You will only benefit by decreasing the weight and using proper form. It wont take long after you drop the weight to get back to the old weights you were using. I promise you will find new found growth from doing this.
Mimic Muscle Memory
Okay so you can't actually mimic muscle memory, especially because muscle memory is not real haha.
What I am talking about is stretching the fascia. Which is connective tissue that runs through the human body.
Three ways I have discovered to do this is;
1. DC Stretches
2. Blood Pump ( for lack of a better definition )
3. Deep Tissue Massage
1. DC Stretches - Great article - Tried to post the link but I cant so I will copy paste in reply.
Pictures of stretches - http://img444.imageshack.us/my.php?image=extremestretches66qo3.jpg
You basically utilize the appropriate stretch after your set, you try to hold it for as long as possible up to 1 minute. I will say they are extremely painful when done correctly.
2. Blood Pump
I came across this after finding fst-7 training - which is worth looking into by the way.

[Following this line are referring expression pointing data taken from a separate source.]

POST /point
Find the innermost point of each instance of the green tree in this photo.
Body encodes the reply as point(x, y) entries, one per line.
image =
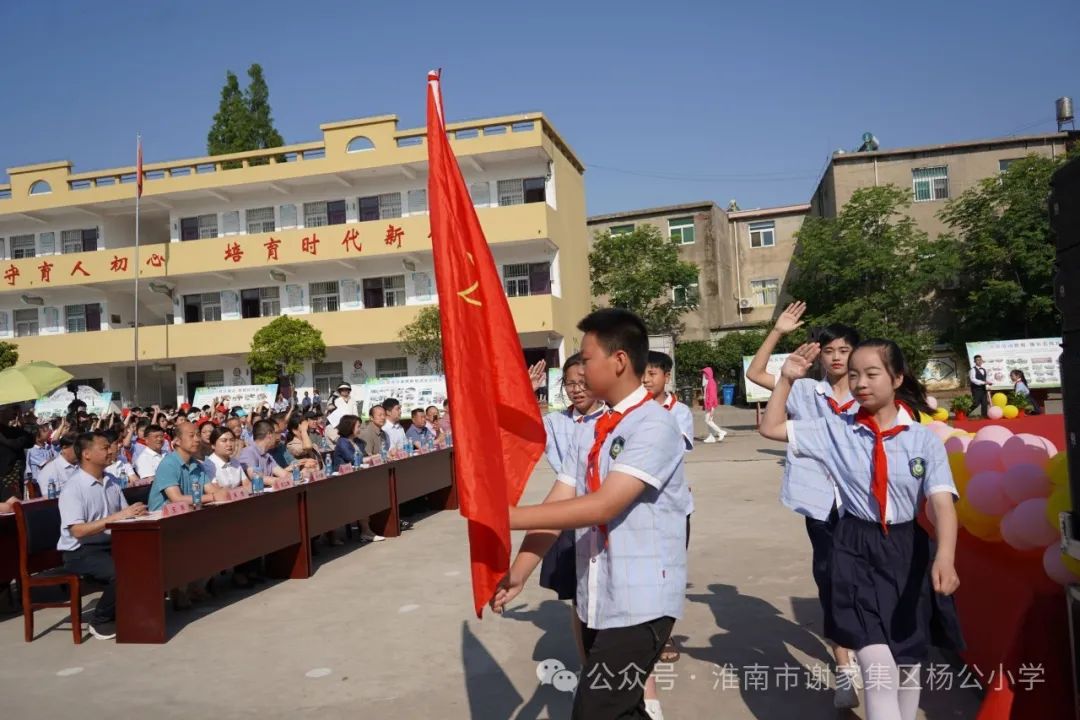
point(280, 349)
point(423, 338)
point(9, 354)
point(1001, 235)
point(638, 271)
point(243, 120)
point(231, 131)
point(874, 269)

We all know that pump feeling. Some people chase it, some people just enjoy it when it happens. But Hany Rombod has made a training style around it. He doesn't endorse the DC Stretches because he says stretching it from within gives a greater result. I havent been doing fst-7 for very long but I will say this. Im comparison to DC stretches its even more painful, and seems very effective. It's worth looking into www.fst7.com
I really think there is something to this. For me it explains how the 20 rep squat ( or in DC Terms a Widow Maker set ) is so effective at building huge quads.
3. Deep Tissue Massage
Go do it :p
I'll read this over a few times and make a few changes, hopefully some of the mods & vets can help me edit and add to it.